L. B. Boomer and Company of Chicago were the successful bidders and their bid accepted in January, 1869. Work was actually commenced July 20 following. Construction progressed steadily as the financial arrangements would permit. Though no record of the bondholders is available, it was common report that the bonds were purchased by a syndicate of Holland (Dutch) financiers.
The substructure and approaches were completed July 1, 1871, and the superstructure completed about December 1 of that year when it was ready for trains to enter Leavenworth over it. The Chicago Rock Island and Pacific used the bridge for its entry into Leavenworth, and early in 1890 the Chicago-Great Western (known as Maple Leaf route then) used it through lease from the Rock Island until the completion of the Terminal bridge at the foot of Choctaw street.
Of the structure, it was noted in a report describing the bridge as being "an application of the "pneumatic" system to the peculiar and difficult feature of the Missouri river and was designed by the chief engineer, General Wright, who had charge of the work from the beginning. The superstructure is of wrought iron, and the plan known as "Post's Diagonal Truss."
The first question was: "If the Rock Island trains crossed this structure into Kansas and to Leavenworth, how did they make this short curve at the west end of this bridge? "They just didn't. At one place in the stone wall along the west side of the approach, about where Reynolds avenue is (that thoroughfare passing Gruber hall, Fort Leavenworth) there was a deep cut in the embankment. This was before the wall was erected. Through this gash or cut in the hill the trains ran in a southwesterly direction to Gibson avenue (the street running south from the east end of Gruber hall); thence south and east, over One Mile and Two Mile creeks, along the Missouri river to the Union station.
Another question was: "When did the bridge burn?" Though we stood on the North Esplanade and saw it on fire twice in our newspaper career, the question of time was referred to Mike Bahler, who was the local chief of the fire department in those times.
"It was on fire many times," Mike said, "The fire of 1909 destroyed the long east approach or trestlework that led to the high structure, and in June, 1913, the bridge flooring, in some unknown manner caught fire, burned and was not repaired until some years later."
The bridge is under control of the War department which has supervision over all structures over navigable streams.
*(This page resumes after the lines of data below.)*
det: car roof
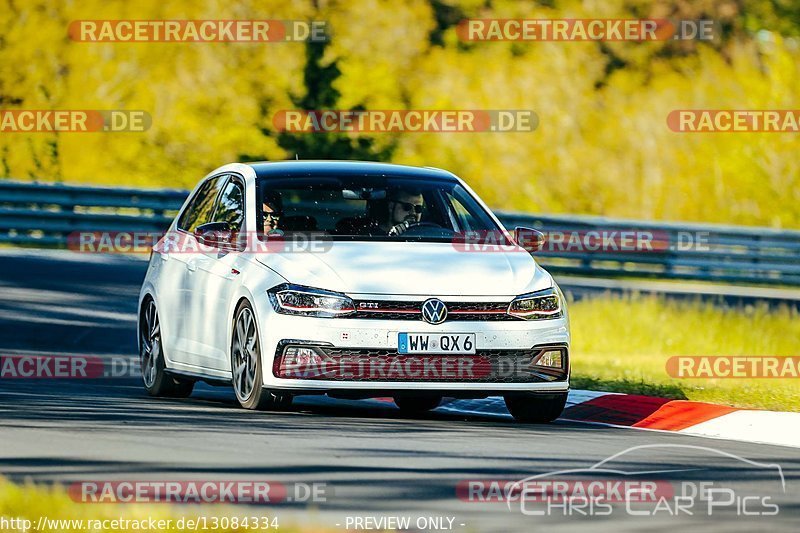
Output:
[246,161,458,181]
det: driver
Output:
[379,189,425,236]
[261,191,283,235]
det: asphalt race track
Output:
[0,250,800,532]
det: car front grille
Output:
[347,300,521,322]
[273,346,569,383]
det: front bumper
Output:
[262,309,570,390]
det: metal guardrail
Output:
[0,181,800,286]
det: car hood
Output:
[256,241,553,296]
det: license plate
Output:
[397,333,475,354]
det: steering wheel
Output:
[402,222,453,237]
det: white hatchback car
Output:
[138,161,570,422]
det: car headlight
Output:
[267,284,356,318]
[508,287,564,320]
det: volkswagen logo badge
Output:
[422,298,447,324]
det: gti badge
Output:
[422,298,447,324]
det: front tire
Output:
[231,300,292,411]
[505,392,567,424]
[139,299,194,398]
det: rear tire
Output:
[139,299,194,398]
[231,300,292,411]
[394,396,442,415]
[505,392,567,424]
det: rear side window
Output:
[178,176,225,233]
[211,179,244,232]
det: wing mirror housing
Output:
[514,226,547,254]
[194,222,233,248]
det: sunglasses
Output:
[394,201,425,215]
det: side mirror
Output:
[194,222,233,248]
[514,226,547,253]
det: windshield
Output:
[258,176,510,241]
It was through the efforts of Congressman D. R. Anthony in the house and Senator Jim Reed of Missouri, in the senate, that a bill finally was passed appropriating $50,000 for the purchase of what remained of the superstructure and substructure.
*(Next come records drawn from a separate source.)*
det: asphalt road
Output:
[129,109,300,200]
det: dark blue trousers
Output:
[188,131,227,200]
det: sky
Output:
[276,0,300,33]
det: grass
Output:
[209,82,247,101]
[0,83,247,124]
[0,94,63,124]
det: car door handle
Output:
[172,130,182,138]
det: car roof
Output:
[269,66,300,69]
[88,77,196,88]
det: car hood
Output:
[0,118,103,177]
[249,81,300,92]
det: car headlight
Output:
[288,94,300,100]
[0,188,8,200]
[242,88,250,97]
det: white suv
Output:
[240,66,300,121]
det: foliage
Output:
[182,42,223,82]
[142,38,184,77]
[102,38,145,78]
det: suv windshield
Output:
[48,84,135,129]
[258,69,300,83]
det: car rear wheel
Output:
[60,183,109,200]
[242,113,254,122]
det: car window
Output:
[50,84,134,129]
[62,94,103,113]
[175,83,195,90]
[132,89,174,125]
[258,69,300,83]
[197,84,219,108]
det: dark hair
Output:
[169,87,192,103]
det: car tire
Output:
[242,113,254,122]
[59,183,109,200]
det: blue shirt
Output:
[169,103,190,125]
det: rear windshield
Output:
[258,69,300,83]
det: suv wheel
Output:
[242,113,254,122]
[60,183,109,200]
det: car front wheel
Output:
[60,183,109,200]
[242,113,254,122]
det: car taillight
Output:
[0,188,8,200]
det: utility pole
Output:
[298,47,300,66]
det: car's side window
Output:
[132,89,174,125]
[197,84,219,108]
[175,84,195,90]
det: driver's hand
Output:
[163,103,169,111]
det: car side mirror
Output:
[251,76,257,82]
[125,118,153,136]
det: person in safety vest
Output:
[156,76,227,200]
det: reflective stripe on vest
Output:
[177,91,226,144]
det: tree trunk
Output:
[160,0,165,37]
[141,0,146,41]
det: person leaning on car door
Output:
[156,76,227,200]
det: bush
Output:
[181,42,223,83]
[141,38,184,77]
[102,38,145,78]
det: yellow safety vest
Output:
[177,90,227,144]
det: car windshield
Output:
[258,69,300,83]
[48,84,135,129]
Repairs to the flooring were made, the ironwork painted and the Missouri Highway commission made the big fill leading to the east end; also placed the concrete slab and blacktop surfaces and designated it the entrance into Kansas of US highway No. 92.
On June 16, 1926, it formally opened as a free bridge, the only one at that time of its kind from the source of the Missouri river to the confluence of it and the Mississippi above St. Louis, Mo.
It was due to the arguments of the congressmen that the Department of Justice could utilize a 900-acre tract of federal land on the east shore of the Missouri river for farming purposes, if there were a way to reach it. The bill finally was passed, and thus a free bridge connecting Leavenworth and Platte counties was obtained.
There was bitter opposition to the government's taking over the ruined structure by the Chicago Great Western railroad, owners of the Terminal bridge at the foot of Choctaw street. The president of the railroad made several trips to Washington in his private car, accompanied by engineers, attorneys, and other influential men (?) its right-of-way each time the congressmen called up the (?) for passage as the railroad was definitely against its opening, thus taking away its south (?) patronage.
On July 18, 1910, the Leavenworth Terminal Bridge and Railway Company, sold the structure to the Chicago Great Western. and hardly had the bill passed for the repair of the Fort bridge than the CGW, through its president, a Mr. Felton, tore up its flooring and thus closed it to foot and vehicle passage into Leavenworth to the detriment of trade from Missouri to local merchants. Never since have the railroad officials realized the error of Felton's action; of what a large amount of traffic tolls had been lost it by his short-sighted policy; or the general resentment of the community toward (?) Great Western.